A new study finds that humanity, at large, would fare just as well without its elders as it does with them.
The claim forms a part of a study which says that there is no obvious evolutionary need to live beyond the age of 50.
The discovery disputes the ‘grandmother hypothesis’ which suggests humans live long beyond their reproductive age because of their grandchildren and suggests that elders in a community pass down vital cultural knowledge that helps us survive.
However, the latest study, once again shrouds the reasons for human longevity.
According to Dr Jacob Moorad, of Edinburgh University’s School of Biological Sciences, who spoke to The Daily Mail, the reason why people live beyond 50 has for long puzzled scientists. He said that there are no obvious evolutionary benefits to genes that promote living in infertile individuals.

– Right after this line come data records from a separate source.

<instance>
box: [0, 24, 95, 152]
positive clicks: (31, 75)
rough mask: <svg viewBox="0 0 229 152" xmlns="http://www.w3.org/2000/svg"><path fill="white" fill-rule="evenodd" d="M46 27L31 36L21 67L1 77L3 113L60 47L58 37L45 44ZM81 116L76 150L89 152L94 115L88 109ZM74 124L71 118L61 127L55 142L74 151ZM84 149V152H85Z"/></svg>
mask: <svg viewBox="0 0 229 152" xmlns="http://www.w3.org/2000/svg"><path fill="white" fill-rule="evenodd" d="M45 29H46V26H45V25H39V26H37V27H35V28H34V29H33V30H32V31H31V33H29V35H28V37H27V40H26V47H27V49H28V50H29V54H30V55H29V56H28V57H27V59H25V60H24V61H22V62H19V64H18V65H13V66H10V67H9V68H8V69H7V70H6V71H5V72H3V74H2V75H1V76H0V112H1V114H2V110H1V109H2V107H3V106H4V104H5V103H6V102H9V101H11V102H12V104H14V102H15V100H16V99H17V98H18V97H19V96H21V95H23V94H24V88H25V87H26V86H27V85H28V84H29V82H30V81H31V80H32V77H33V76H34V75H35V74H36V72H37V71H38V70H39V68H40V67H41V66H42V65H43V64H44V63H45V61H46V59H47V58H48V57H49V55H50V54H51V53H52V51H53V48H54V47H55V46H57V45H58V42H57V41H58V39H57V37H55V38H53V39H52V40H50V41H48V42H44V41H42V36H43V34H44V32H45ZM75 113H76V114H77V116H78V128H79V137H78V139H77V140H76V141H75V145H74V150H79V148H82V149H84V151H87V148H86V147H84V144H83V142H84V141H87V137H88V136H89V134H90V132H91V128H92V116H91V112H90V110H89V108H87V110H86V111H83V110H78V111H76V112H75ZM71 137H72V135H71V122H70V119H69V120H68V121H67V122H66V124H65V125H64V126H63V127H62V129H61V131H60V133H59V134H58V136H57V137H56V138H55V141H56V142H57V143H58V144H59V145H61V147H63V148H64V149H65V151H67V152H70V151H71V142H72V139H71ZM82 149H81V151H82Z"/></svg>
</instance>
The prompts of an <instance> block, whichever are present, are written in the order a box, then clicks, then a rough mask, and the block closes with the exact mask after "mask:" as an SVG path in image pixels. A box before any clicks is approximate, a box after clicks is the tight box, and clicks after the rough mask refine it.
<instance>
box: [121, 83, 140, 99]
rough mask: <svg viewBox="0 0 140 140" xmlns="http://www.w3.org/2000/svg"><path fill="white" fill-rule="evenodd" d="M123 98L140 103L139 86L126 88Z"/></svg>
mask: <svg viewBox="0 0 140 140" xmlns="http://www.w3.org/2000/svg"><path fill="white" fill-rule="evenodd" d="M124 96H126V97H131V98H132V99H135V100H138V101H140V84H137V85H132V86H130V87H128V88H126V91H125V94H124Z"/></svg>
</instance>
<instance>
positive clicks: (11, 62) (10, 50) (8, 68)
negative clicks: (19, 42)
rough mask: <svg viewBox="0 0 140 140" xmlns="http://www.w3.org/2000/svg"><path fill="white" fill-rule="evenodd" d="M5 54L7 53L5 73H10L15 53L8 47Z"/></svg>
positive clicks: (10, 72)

For the study, the researchers analysed detailed family records of people born in Utah from 1860-1899 and used the records to investigate three possible explanations for longevity in men and women.
The study saw them examining whether genes that aid survival or reproduction in early life might also bring benefits in later life as well as whether genes linked to elderly fertility in men might increase lifespan in women.
The study also looked at whether having grandparents on hand to care for children might validate living into old age, developing the world's first mathematical genetic model to describe this idea.
However, the scientists were surprised to find that there were no genetic evidence men evolve to live longer by virtue of being able to father children late in life.
Instead, they found that genes which are beneficial to both early and late life are most likely the reason why men live past reproductive age.
The team found no indication that genes that promote women's survival past the age of 50 are favoured by evolution.